Technologies: gRPC, Thrift, tRPC, Protocol Buffers, Avro.

The Modern Pattern: REST Outside, gRPC Inside

Most large-scale systems use REST for external APIs (consumed by web/mobile clients) and gRPC for internal service-to-service calls. This gives you broad client compatibility externally and high performance internally.

Interview Decision Guide

1. Who consumes this API? External developers → REST. Internal services → consider gRPC.
2. What is the data format? Flexible/self-documenting → REST/JSON. Compact/typed → gRPC/Protobuf.
3. Do you need streaming?

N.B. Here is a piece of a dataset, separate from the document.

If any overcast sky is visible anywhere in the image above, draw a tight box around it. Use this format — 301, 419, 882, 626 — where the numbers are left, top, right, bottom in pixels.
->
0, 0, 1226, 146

Yes → gRPC. No → REST is fine.
4. Do you need browser support? Yes → REST (gRPC-Web exists but adds complexity). No → either works.

.NET Implementation

REST: Use ASP.NET Core Minimal APIs or Controllers with [ApiController]. gRPC: Use Grpc.AspNetCore package — define services in .proto files, generate C# code with Grpc.Tools. Both can coexist in the same ASP.NET Core application on different ports.